Like many people over the course of the pandemic, I’ve become very socially isolated. While I’m grateful for the myriad of online opportunities and meetups, for me personally, they don’t replace in-person contact or leave me with the same depth of connection or degree of fulfilment.
I was glad, therefore, that on a recent weekend, a meetup group I’d been a member of for a while but hadn’t met with for a long time, opted for a session on the patio of a restaurant. It was a chilly day, and though the heat lamps provided were valiant in their efforts, they didn’t succeed in providing much warmth. However, a dozen of us huddled at the tables in our jackets, scarves and hats.
In the conversations that followed, I didn’t feel that I was really connecting with anyone in terms of them ‘getting where I was at.’ However, there was one woman I felt drawn towards for some reason. When we finally spoke, I discovered that, like me, she has a parent suffering from Alzheimer’s, but was earlier on in the journey of care. After listening for a while to her story, I found that I could provide her with some suggestions and advice, based on my own experience.
This act of helping immediately boosted my energy and made me feel less alone.
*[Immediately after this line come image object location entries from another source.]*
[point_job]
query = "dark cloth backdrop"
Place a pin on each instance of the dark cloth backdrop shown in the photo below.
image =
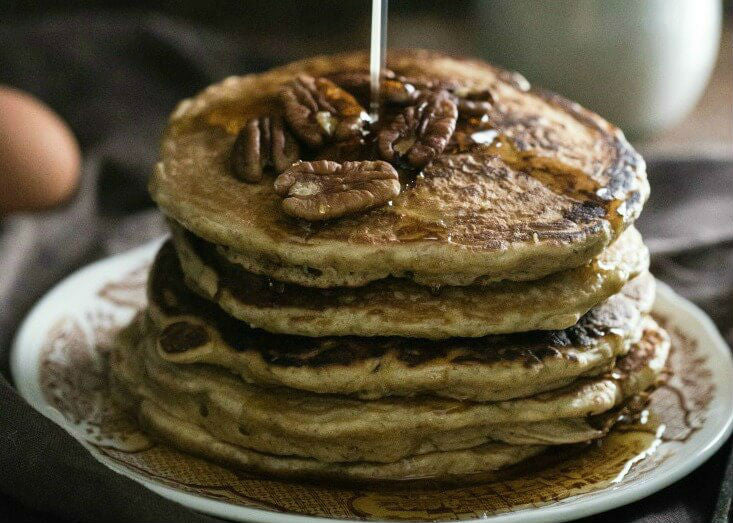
(115, 78)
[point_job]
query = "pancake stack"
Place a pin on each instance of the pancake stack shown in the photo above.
(447, 290)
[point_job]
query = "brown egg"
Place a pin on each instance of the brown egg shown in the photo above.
(39, 156)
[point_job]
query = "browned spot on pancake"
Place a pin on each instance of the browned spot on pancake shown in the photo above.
(182, 336)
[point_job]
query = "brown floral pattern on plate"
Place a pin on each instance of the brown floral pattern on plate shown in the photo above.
(73, 380)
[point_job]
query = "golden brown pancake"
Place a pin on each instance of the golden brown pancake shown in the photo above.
(555, 187)
(400, 307)
(190, 329)
(180, 402)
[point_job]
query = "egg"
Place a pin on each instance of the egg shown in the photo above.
(39, 155)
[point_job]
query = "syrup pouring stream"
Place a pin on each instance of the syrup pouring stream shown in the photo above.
(377, 54)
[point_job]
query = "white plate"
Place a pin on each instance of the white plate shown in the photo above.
(58, 363)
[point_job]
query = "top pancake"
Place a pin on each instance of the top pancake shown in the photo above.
(555, 187)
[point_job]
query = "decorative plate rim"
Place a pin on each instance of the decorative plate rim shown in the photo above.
(716, 429)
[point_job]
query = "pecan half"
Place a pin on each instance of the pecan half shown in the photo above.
(319, 111)
(325, 189)
(263, 142)
(420, 132)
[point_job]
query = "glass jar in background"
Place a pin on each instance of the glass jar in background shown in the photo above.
(642, 64)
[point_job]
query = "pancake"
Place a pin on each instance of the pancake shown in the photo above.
(556, 186)
(337, 429)
(400, 307)
(190, 329)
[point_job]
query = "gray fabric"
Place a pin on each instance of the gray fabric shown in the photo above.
(115, 79)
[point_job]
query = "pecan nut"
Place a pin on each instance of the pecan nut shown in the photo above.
(263, 142)
(319, 111)
(420, 132)
(325, 189)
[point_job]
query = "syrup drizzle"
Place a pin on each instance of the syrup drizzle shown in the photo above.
(377, 54)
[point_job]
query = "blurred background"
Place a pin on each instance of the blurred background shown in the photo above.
(660, 69)
(89, 86)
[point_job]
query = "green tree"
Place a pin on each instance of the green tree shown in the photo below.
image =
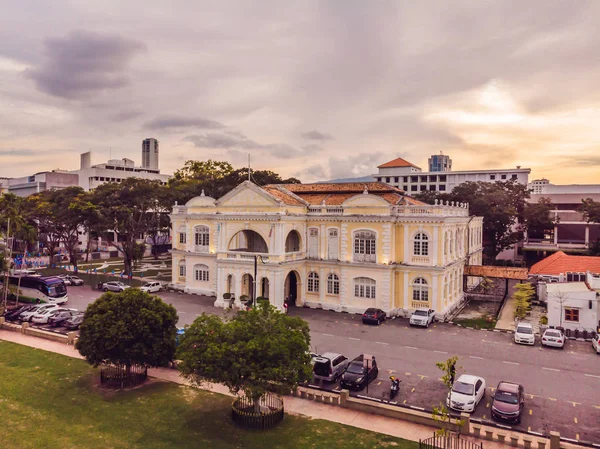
(522, 296)
(128, 328)
(538, 219)
(254, 351)
(126, 209)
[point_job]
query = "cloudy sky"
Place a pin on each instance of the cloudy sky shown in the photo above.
(313, 89)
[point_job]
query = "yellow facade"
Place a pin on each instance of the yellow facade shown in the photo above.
(362, 251)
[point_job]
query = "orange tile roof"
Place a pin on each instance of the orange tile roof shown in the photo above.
(559, 262)
(398, 162)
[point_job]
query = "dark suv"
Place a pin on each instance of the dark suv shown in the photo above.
(362, 370)
(508, 402)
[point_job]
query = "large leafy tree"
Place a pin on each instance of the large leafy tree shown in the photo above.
(125, 208)
(128, 328)
(254, 352)
(502, 206)
(538, 219)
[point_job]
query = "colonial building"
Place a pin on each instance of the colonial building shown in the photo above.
(344, 247)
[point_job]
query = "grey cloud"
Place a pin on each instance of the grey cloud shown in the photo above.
(234, 140)
(83, 63)
(175, 121)
(316, 135)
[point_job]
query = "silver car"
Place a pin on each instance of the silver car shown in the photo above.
(329, 366)
(114, 286)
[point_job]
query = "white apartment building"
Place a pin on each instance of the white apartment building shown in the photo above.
(410, 178)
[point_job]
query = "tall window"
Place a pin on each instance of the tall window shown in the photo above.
(313, 282)
(364, 287)
(421, 245)
(333, 284)
(201, 273)
(364, 246)
(201, 238)
(420, 290)
(572, 315)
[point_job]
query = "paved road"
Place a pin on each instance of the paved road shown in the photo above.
(562, 386)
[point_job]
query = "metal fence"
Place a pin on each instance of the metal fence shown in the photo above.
(448, 442)
(116, 376)
(267, 414)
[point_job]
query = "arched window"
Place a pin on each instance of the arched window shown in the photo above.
(333, 284)
(364, 246)
(201, 273)
(364, 287)
(420, 290)
(421, 245)
(201, 238)
(313, 282)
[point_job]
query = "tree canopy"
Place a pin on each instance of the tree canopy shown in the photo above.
(501, 204)
(255, 351)
(128, 328)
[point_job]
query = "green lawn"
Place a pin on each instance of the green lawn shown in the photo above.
(52, 401)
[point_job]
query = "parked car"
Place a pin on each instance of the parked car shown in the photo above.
(58, 318)
(554, 338)
(524, 334)
(372, 315)
(329, 366)
(422, 317)
(114, 286)
(42, 317)
(151, 287)
(508, 402)
(358, 375)
(26, 316)
(466, 393)
(74, 322)
(13, 315)
(596, 343)
(74, 280)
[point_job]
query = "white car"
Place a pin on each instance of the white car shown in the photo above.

Though I had wanted someone to listen to my problems, by listening to those of another and offering what I had to give, I suddenly felt completely full. It’s a strange paradox, to receive by giving, but one that always seems to ring true.
For me, the way it works is that the universe has an infinite source of love readily available when we open ourselves up to it. When we offer our help to another with kindness, courage and compassion – the wellspring of our humanity – we become an embodiment of this pure love, and so it fills us up.
This is why I feel grateful whenever opportunities arise where I can give, both in pre-arranged volunteering, but also in spontaneous encounters, because I know that these opportunities will nourish and fulfil me, connecting me in a way that I am indivisible from my whole environment.